Went to see Donovan at The Rose in Pasadena last night, commemorating the 50th anniversary of his involvement in the music business (and his 70th birthday).
Amidst a dozen of his greatest hits, this generational high priest tossed in a half-dozen lovely, mystically-tinged tunes from Scotland, Wales and Ireland. These were songs of light and love and hopeful melancholy, with a couple 200 to 300 years old. He also made a point of singing some of his oldest songs, and though not well known by the crowd, were received in the sweet light they were delivered. Understandably the man has lost some of his range, but still has the emotional, haunting vibrato that characterizes so many of his songs.
A most likable fellow, the Glasgow-born troubadour also told a number of longer stories from the earliest times in his career, including a cool story about Paul McCartney visiting him in his London flat and how he came up with lyrics for Yellow Submarine for Sir Paul when he was stuck for a line.

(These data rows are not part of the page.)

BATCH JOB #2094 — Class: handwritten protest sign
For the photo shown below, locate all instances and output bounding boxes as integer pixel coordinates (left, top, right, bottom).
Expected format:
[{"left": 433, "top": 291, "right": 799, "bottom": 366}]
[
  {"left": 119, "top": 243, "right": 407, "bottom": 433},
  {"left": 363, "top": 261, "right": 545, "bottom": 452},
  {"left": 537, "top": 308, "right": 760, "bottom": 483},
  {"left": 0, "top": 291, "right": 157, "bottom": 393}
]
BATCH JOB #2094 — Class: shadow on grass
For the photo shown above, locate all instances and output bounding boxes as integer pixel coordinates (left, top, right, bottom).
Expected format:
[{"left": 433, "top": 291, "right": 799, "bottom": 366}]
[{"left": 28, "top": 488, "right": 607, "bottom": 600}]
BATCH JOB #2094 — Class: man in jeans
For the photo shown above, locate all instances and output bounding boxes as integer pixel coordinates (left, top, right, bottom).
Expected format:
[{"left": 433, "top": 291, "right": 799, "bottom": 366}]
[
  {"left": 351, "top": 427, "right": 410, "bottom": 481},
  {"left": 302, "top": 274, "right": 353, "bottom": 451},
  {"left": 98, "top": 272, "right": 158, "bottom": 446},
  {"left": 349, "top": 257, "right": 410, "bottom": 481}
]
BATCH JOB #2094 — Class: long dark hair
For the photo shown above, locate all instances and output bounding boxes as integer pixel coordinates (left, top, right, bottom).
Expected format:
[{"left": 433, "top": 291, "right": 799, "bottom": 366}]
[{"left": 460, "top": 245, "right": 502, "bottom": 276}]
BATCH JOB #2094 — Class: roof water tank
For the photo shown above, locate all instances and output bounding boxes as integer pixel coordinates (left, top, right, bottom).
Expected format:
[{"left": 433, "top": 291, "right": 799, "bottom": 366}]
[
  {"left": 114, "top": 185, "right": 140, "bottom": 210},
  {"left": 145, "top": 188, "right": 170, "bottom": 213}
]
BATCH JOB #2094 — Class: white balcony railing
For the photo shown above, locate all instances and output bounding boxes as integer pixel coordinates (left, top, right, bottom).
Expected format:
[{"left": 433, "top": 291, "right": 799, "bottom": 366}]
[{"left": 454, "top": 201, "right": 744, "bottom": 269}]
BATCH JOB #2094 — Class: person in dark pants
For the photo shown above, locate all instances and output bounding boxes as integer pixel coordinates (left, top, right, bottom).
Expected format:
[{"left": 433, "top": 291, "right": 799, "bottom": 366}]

He mentioned quite a few times how all of the upcoming stars all hung out together in those days.
The Sunshine Superman also told a comical tale of beginnings back in Ireland when he performed with a half dozen stars-to-be at some beach-side cabaret. He told of how, when he began to play his allotted two songs, it appeared to be raining right on stage. He couldn’t understand it until he noticed Roger Daltrey and Keith Moon shooting him with squirt guns from the front row.
The last story was about the banana skin smoking hoax from those days and its origin. According to Donovan (born Donovan Leitch, May 10, 1946), Country Joe McDonald started the myth by placing a large banana on his band’s touring van to promote his upcoming show in San Francisco, by broadcasting it all across The City. “Don” said it would have died right there except that a week later he released Mellow Yellow.
All in all, it was a very “hippie” experience, sans the marijuana, flowers and sitting cross-legged on the floor, and made for a very enjoyable evening.